Creating trust and understanding between former enemies is a supremely difficult challenge. It is, however, an essential one to address in the process of building a lasting peace. Examining the painful past, acknowledging it and understanding it, and above all transcending it together, is the best way to guarantee that it does not – and cannot – happen again.

The ending of overt violence via a peace agreement or military victory does not mean the achievement of peace. Rather, the ending of violence or a so-called ‘post-conflict’ situation provides “a new set of opportunities that can be grasped or thrown away”. The international community can play a significant role in either nurturing or undermining this fragile peace building process. The United Nations, individual states and international nongovernment organisations (INGOs), have become increasingly involved in trying to rebuild peaceful societies in the aftermath of violent conflict. The dilemmas currently being faced across Europe are only the latest in a line of learning experiences in this complex task of post-conflict peace building. In Namibia and Cambodia, for the first time, the UN launched expanded peacekeeping operations which included not only military security but the coordination of elections. In East Timor, the UN mandate broadened even further to include the establishment of a functioning government and society through comprehensive development, law and order, security and governance objectives. In both Afghanistan and Iraq, extensive reconstruction activities have also been pursued, including an emphasis on establishing security, democracy and good governance. None of these things can become a reality without Truth, Justice and Awareness of Reconciliation.

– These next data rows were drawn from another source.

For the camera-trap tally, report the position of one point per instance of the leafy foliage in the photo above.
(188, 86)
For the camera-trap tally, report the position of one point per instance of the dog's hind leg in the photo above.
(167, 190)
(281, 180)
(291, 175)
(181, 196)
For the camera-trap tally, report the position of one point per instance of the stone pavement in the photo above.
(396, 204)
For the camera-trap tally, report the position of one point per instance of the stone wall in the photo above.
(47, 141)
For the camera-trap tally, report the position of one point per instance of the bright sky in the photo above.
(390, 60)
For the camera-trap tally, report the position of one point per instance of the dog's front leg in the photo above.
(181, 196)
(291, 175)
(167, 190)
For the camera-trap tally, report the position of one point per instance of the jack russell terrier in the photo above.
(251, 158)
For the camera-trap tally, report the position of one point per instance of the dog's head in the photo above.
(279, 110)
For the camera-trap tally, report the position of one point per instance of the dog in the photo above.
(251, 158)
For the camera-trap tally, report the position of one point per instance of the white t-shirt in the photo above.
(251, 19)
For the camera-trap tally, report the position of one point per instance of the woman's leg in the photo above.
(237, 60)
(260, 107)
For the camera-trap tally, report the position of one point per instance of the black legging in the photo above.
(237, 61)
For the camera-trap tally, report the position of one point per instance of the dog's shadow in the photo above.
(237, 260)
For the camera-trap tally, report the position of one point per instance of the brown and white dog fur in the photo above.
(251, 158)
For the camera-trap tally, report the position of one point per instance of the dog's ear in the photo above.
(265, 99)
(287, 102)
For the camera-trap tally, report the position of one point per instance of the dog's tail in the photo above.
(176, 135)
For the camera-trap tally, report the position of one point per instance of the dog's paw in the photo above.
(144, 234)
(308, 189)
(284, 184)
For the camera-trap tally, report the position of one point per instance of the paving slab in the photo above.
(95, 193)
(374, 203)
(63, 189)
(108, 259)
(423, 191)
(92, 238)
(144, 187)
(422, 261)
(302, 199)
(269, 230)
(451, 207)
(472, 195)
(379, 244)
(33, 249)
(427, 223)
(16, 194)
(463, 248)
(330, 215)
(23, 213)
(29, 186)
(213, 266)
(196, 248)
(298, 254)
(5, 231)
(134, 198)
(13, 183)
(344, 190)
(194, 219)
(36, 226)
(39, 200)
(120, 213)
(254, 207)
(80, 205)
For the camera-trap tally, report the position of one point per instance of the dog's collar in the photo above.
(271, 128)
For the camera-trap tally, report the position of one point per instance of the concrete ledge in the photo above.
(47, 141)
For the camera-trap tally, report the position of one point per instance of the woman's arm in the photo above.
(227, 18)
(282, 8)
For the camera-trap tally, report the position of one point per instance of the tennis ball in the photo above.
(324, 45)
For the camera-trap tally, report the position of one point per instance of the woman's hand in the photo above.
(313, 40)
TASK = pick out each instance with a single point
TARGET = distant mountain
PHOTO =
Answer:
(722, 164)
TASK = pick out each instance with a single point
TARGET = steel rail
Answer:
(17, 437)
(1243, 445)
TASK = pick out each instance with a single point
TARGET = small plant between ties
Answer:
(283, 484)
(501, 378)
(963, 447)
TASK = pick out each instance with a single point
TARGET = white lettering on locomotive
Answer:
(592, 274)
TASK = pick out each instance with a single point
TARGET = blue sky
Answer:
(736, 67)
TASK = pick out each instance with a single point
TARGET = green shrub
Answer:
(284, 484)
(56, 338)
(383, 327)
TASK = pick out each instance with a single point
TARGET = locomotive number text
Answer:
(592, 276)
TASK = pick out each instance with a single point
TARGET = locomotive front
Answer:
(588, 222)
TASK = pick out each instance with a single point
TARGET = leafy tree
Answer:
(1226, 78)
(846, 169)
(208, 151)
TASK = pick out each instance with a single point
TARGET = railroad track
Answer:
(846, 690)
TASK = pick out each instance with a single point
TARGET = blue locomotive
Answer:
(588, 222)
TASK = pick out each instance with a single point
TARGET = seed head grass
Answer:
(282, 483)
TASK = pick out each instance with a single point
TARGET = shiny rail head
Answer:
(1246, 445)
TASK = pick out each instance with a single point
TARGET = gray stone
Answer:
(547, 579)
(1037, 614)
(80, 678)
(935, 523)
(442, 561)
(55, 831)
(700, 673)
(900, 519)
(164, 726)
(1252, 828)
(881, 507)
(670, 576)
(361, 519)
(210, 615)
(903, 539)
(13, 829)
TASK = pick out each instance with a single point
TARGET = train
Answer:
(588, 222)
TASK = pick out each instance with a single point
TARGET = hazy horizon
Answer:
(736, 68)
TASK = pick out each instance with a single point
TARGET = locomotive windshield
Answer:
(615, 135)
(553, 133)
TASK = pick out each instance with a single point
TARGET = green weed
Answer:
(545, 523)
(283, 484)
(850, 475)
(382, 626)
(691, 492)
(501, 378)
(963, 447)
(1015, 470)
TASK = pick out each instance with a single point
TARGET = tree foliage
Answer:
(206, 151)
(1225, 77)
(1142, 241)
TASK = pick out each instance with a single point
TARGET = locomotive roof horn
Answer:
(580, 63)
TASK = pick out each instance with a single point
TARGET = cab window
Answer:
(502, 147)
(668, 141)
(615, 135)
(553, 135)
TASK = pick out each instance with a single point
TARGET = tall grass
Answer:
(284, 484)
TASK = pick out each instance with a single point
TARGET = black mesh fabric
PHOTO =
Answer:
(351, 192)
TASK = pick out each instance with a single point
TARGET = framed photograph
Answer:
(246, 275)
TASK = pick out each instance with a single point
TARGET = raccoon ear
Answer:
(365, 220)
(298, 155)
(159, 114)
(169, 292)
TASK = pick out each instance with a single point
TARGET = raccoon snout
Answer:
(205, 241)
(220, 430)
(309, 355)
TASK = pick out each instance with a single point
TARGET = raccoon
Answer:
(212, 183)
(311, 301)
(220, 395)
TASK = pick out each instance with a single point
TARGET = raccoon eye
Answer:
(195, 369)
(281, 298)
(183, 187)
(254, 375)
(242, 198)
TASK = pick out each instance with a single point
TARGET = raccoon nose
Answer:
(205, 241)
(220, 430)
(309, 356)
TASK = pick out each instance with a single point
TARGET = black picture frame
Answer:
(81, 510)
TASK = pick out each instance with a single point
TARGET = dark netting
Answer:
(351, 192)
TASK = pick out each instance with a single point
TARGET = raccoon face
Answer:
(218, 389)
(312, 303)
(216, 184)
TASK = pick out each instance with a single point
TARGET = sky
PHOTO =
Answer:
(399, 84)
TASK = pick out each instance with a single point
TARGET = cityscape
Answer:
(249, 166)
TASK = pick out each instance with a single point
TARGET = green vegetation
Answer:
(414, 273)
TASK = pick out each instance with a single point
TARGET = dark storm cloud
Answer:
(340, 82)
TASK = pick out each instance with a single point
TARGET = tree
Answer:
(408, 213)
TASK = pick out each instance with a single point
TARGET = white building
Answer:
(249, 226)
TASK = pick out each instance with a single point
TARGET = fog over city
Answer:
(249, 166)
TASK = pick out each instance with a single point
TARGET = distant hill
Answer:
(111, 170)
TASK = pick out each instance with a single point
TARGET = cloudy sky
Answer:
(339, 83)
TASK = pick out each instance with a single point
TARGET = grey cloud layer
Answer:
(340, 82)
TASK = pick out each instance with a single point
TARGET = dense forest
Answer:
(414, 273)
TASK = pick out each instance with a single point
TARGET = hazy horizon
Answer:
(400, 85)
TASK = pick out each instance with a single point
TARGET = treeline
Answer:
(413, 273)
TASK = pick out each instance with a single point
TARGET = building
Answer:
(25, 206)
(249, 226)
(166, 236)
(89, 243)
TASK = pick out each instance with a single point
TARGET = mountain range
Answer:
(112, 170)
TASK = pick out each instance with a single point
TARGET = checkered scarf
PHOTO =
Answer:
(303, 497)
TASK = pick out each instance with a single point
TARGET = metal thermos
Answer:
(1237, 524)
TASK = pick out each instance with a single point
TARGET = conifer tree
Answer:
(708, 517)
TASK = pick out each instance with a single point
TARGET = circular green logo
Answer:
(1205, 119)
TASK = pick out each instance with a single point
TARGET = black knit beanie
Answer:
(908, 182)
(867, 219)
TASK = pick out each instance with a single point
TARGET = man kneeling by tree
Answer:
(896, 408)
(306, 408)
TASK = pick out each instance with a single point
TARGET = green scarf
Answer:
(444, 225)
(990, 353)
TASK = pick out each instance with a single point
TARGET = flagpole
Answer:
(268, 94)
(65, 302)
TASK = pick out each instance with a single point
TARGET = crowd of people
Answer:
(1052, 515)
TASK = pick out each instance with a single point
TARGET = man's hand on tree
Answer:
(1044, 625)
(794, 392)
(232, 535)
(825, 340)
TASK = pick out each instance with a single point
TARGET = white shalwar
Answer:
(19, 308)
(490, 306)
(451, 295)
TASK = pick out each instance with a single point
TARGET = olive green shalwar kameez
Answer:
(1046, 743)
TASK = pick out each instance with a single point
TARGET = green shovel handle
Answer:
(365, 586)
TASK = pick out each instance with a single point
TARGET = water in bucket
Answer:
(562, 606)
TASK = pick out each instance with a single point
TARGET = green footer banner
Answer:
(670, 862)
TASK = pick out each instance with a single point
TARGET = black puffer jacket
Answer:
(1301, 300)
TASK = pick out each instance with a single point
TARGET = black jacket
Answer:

Nonviolence is a philosophy, an existing theory and a practice, a lifestyle, and a means of social, political and economic struggle as old as history itself. From ancient times to the present times, people have renounced violence as a means of resolving disputes. They have opted instead for negotiation, mediation and reconciliation, thereby resisting violence with a militant and uncompromising nonviolence and respect for the integrity of all human beings, friends and enemies alike. Nonviolence provides us with tools, the positive means to oppose and stop wars and preparations for war, to resist violence, to struggle against racial, sexual and economic oppression and discrimination and to seek social justice and genuine democracy for people throughout the world. In a very real sense, nonviolence is the leaven for the bread that is a new society freed from oppression and bloodshed, a world in which persons can fulfill their individual potentials to the fullest.

Lets all come together to help reconciailation become more of a reality in all our lifes, through social and financial inclusion, in the everlasting pursuit of truth with justice for all. Everyday they are people that need help to reconcile with there past, with family and friends. Countries that need support with helping out there citizens during the war of the middle east and countries worldwide. These are all things that can be prevented and helped through reconciliation with truth and justice.